ELIZABETH J. BARTLETT,

Appellant,

and

 

HER MAJESTY THE QUEEN,

Respondent.

 

____________________________________________________________________

Appeal called for hearing on August 26, 2008, at Corner Brook, Newfoundland & Labrador

 

Before: The Honourable Justice Valerie Miller

 

Appearances:

 

Agent for the Appellant:

Donald Bartlett

Counsel for the Respondent:

Kendrick Douglas

 

____________________________________________________________________

 

JUDGMENT

The appeal from the reassessment made under the Income Tax Act for the 2006 taxation year is dismissed.

 

Signed at Halifax, Nova Scotia, this 4th day of September 2008.

 

 

“V. A. Miller”

V. A. Miller, J.

 


 

 

 

 

Citation: 2008TCC494

Date: 20080904

Docket: 2007-4944(IT)I

BETWEEN:

ELIZABETH J. BARTLETT,

Appellant,

and

 

HER MAJESTY THE QUEEN,

Respondent.

 

 

 

REASONS FOR JUDGMENT

 

V.A. Miller, J.

[1]              This is an appeal of a reassessment for the Appellant’s 2006 taxation year wherein the Minister of National Revenue (the “Minister”) disallowed a claim for a medical expense in the amount of $7357.

 

[2]              Mr.

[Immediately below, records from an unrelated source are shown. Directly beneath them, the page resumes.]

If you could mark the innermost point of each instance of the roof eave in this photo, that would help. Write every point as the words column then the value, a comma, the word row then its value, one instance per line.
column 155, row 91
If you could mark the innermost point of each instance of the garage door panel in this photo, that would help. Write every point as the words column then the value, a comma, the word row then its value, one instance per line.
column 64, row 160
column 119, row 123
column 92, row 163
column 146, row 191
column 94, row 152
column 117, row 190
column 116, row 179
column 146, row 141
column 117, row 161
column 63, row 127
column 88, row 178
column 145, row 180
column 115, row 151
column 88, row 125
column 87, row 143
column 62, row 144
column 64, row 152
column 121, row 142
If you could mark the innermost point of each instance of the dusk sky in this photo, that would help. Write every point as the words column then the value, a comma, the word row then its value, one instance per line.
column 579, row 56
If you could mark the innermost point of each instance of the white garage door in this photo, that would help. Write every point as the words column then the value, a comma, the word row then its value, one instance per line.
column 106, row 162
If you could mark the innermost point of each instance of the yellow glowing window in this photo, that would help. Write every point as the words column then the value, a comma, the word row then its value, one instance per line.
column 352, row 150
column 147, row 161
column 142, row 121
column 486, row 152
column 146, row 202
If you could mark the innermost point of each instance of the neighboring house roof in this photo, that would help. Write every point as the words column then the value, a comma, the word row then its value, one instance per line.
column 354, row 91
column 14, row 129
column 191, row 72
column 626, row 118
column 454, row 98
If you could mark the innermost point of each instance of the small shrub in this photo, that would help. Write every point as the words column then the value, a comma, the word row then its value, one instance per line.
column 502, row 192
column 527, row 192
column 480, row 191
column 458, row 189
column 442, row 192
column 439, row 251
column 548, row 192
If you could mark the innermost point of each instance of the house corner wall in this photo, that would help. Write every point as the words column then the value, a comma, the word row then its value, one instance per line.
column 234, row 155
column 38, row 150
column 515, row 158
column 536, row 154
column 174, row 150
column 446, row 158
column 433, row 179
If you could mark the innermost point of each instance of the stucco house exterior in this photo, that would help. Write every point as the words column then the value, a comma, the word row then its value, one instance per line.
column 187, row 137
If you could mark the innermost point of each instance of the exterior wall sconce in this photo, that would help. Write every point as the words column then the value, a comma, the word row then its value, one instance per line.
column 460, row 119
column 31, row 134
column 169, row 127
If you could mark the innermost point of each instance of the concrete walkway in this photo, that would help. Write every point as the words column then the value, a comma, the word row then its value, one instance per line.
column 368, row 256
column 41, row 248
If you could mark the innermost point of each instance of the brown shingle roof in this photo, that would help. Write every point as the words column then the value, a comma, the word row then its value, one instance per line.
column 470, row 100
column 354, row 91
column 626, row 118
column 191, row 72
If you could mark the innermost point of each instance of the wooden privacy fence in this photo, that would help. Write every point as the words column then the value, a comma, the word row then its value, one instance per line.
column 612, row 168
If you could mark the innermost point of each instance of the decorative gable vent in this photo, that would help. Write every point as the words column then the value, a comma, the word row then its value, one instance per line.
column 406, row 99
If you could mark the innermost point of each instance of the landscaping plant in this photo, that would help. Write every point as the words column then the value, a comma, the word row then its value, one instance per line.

Donald Bartlett, the Appellant’s spouse, acted as agent for the Appellant. He stated that the Appellant was in palliative care and could not be present at the hearing. Mr. Bartlett also stated that he agreed with all of the assumptions made by the Minister. Those assumptions are:

 

(a)        at all material times, the Appellant and her spouse resided in Corner Brook, Newfoundland and Labrador (the “Locality”);

 

(b)       during the relevant period, the Appellant was required to travel away to obtain medical treatment or services that were not available in the Locality;

 

(c)        during the relevant period, the Appellant travelled not less than 80 kilometres from the Locality for the purpose of obtaining medical treatment or services;

(d)       during the relevant period, the Appellant was incapable of travelling without an attendant;

 

(e)        the Appellant was accompanied by her spouse, who acted as her attendant (the “attendant”);

 

(f)         the Appellant and her attendant did not use public transportation;

 

(g)        the Appellant and her attendant travelled in the same private vehicle;

 

(h)        the Appellant calculated her medical travel expenses using the Minister’s simplified method, and the total expenses she claimed in respect of her travel was $7,357;

 

(i)          the Appellant’s medical travel expenses also included an additional $7,357 with respect to her attendant’s travel; and

 

(j)    the disallowed expenses with respect to the attendant’s travel were a duplication of the medical expenses claimed and allowed with respect to the Appellant’s travel.

 

[3]              It was Mr. Bartlett’s position that the Minister did not follow his own rules as stated in Interpretation Bulletin IT-519R2, paragraph 33. Mr. Bartlett’s interpretation of this paragraph is that the Appellant is entitled to claim the travel expenses twice, once for herself and once for her spouse who accompanied her. Paragraph 33 reads as follows:

 

33. Paragraph 118.2(2)(h) refers to travel expenses other than those referred to in paragraph 118.2(2)(g) (discussed in ¶ 32 above). Paragraph 118.2(2)(h) provides that an individual may include, as qualifying medical expenses, such other reasonable travel expenses (see ¶ 34 below) for a patient to obtain medical services if the patient travels to a place that is at least 80 kilometres away from the locality where he or she dwells to get the medical services, and provided the following other conditions are met:

(a) Substantially equivalent medical services are unavailable within the patient's locality.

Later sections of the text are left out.